Tak lama setelah berada di lokasi, Subardi didatangi petinggi pasukan Tjakrabirawa, Kolonel Slamet dan beberapa dokter dari AURI. Tapi kedatangan mereka seolah “dicuekin” dan kemudian memilih undur diri.
Setelah sempat lama Subardi dengan dipandu Sukitman mencari sumur yang katanya, dijadikan tempat pembuangan jenazah para jenderal. Pada saat magrib dan suasana turun hujan, sumur itu ditemukan. Penggalian dibantu empat warga sekitar dan kemudian para anggota KKO (kini Marinir TNI AL).
Subardi kemudian melapor pada Soeharto, sekira pukul 02.00 dini hari ketika tanggal sudah berganti 4 Oktober. Subardi diminta tak mengangkat jenazah itu sampai Soeharto tiba di lokasi. Subardi pun kembali.
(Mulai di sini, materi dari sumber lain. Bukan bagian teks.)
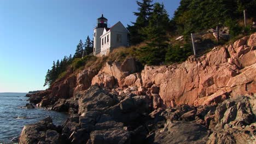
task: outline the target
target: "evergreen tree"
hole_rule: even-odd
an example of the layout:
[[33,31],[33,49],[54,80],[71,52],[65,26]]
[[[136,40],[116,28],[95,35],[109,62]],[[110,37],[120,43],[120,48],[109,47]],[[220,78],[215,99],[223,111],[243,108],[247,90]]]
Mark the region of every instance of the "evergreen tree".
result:
[[142,28],[141,33],[147,36],[147,40],[150,41],[150,45],[162,47],[166,45],[168,40],[166,32],[169,29],[169,15],[164,4],[156,3],[149,17],[149,25]]
[[80,40],[79,43],[77,46],[75,53],[74,55],[73,58],[82,58],[83,52],[83,44],[82,40]]
[[127,29],[131,34],[131,43],[132,45],[137,44],[146,38],[146,36],[141,33],[142,28],[146,27],[149,23],[149,17],[152,10],[152,0],[143,0],[142,2],[136,1],[139,6],[139,12],[134,12],[135,16],[137,16],[133,26],[127,26]]
[[68,57],[68,63],[71,63],[72,61],[72,55],[70,54],[69,57]]
[[56,73],[57,77],[57,76],[60,74],[61,71],[61,70],[60,69],[60,61],[59,61],[58,59],[57,61],[57,62],[56,63]]
[[50,76],[51,73],[49,69],[47,71],[46,75],[45,75],[45,79],[44,80],[44,87],[45,87],[46,85],[48,85],[48,87],[50,86]]
[[53,67],[51,67],[51,75],[50,76],[50,79],[51,81],[51,84],[52,82],[55,81],[57,79],[57,71],[56,68],[55,62],[53,61]]
[[158,65],[165,59],[168,44],[166,31],[169,28],[168,15],[163,4],[156,3],[148,26],[142,28],[147,36],[147,46],[138,50],[140,61],[144,64]]
[[89,35],[87,36],[86,40],[84,43],[84,55],[88,55],[93,52],[93,43],[91,41]]

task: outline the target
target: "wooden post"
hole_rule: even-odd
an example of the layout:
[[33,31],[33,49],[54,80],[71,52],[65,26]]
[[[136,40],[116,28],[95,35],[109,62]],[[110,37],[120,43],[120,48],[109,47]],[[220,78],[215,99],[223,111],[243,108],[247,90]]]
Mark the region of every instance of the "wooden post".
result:
[[194,38],[193,38],[193,34],[191,33],[191,39],[192,40],[192,45],[193,45],[193,50],[194,50],[194,55],[196,56],[196,50],[195,47],[195,44],[194,43]]
[[243,18],[245,19],[245,27],[246,27],[246,14],[245,10],[243,10]]
[[84,51],[83,51],[83,54],[82,54],[82,59],[84,58]]
[[218,25],[216,27],[216,31],[217,32],[217,44],[219,44],[219,26]]

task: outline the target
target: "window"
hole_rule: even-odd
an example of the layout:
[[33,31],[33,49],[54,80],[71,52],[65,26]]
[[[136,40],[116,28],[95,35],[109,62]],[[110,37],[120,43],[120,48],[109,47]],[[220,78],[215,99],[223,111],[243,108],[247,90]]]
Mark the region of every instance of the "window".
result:
[[121,34],[117,34],[117,42],[121,43],[122,42],[122,35]]

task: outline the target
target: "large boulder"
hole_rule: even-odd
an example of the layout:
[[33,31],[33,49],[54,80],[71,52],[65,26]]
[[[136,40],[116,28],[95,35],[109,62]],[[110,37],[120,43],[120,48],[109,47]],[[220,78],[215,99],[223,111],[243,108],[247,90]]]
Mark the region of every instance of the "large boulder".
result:
[[89,111],[104,110],[116,105],[118,102],[116,95],[110,94],[97,85],[94,85],[80,96],[78,113],[82,114]]
[[57,130],[51,118],[47,117],[37,123],[24,126],[19,143],[59,143]]
[[165,127],[156,131],[149,143],[205,143],[207,129],[200,124],[186,122],[167,122]]

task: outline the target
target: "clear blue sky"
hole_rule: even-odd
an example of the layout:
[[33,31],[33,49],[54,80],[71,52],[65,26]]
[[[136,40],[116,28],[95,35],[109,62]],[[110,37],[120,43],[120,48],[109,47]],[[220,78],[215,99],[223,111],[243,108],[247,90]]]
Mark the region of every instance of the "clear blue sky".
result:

Pun begitu, Soeharto baru datang ke lokasi pada pukul 14.00 WIB.
Subardi juga tak lupa mengabari keluarga Jenderal Yani yang masih dalam pengungsian di Cipete. “Om Bardi datang dengan keadaan penuh lumpur. Matanya merah. Dia bilang bapak sudah ditemukan. Dia masuk ke kamar ibu. Di situ Om Bardi mengabarkan sembari menangis,” tandas Amelia.